M. Boni Yayi a par conséquent demandé au système judiciaire béninois "de rendre la liberté à tous les détenus et garantir à tous la liberté de circulation aussi bien dans notre pays que dans le reste du monde".
Dans son intervention télévisée, M. Boni Yayi a dit avoir pris cette décision suite à une médiation menée par l’ancien président sénégalais Abdou Diouf, à l’initiative du président français François Hollande, à l’issue de laquelle M. Talon a exprimé "ses regrets".
Longtemps proche de M. Boni Yayi, dont il a financé les deux dernières campagnes présidentielles, incontournable dans les secteurs clés du coton et du port de Cotonou, Patrice Talon, un Béninois de 55 ans, avait été accusé d’être le cerveau d’une tentative d’empoisonnement du président, et d’être impliqué dans une d’attentat à la sûreté de l’Etat en février 2013.

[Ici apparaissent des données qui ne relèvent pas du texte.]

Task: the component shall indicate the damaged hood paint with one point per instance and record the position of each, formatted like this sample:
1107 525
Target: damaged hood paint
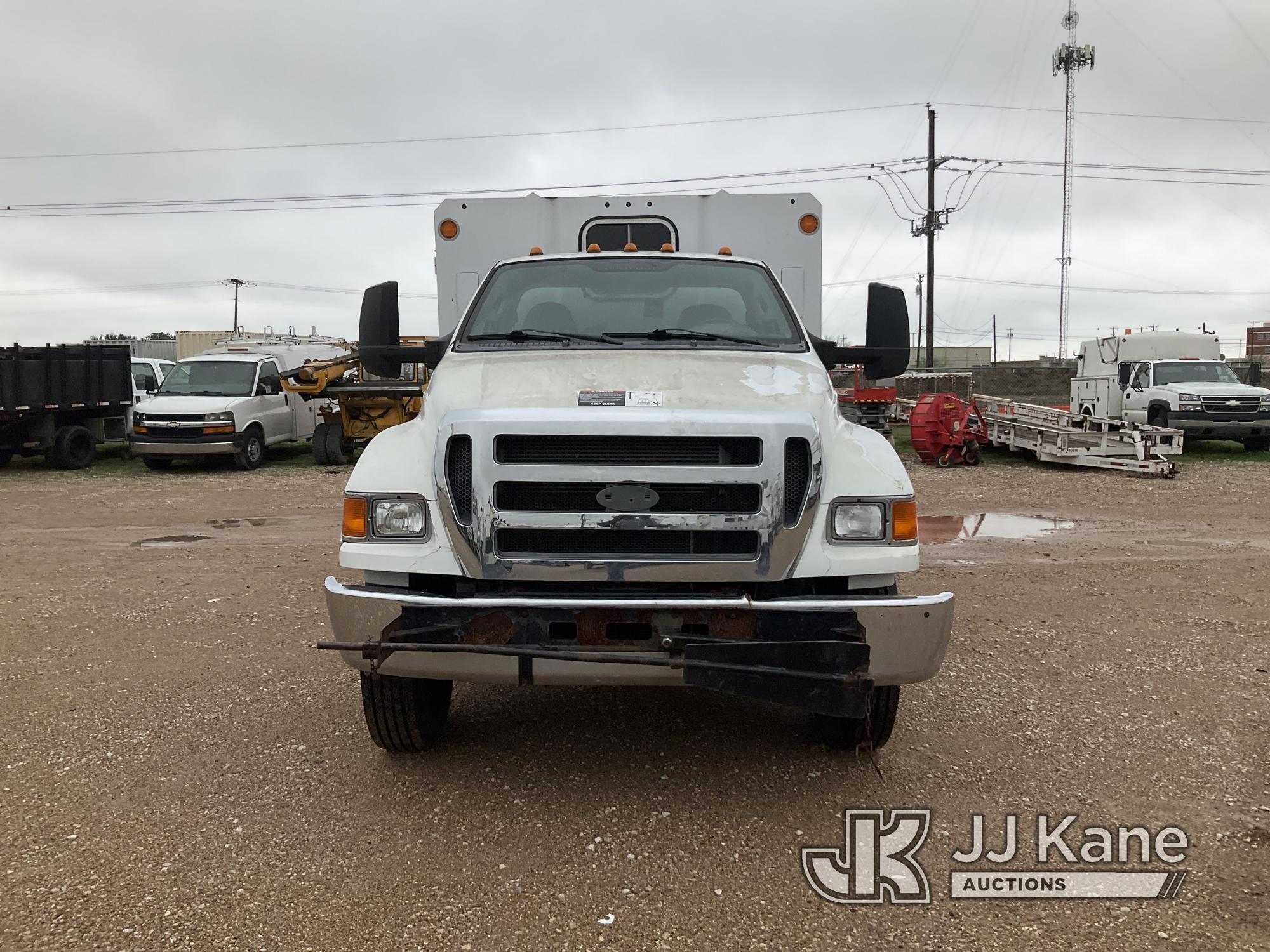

A l’époque, il était déjà poursuivi au Bénin dans plusieurs affaires de malversations et avait fui le pays.
Pour les uns, l’affaire Talon est une machination visant à écarter un allié devenu trop dangereux pour le pouvoir. Pour les autres, c’est un coup monté par un puissant homme d’affaires pour se venger d’un chef d’Etat qui a décidé de lutter contre la corruption et l’enrichissement illicite.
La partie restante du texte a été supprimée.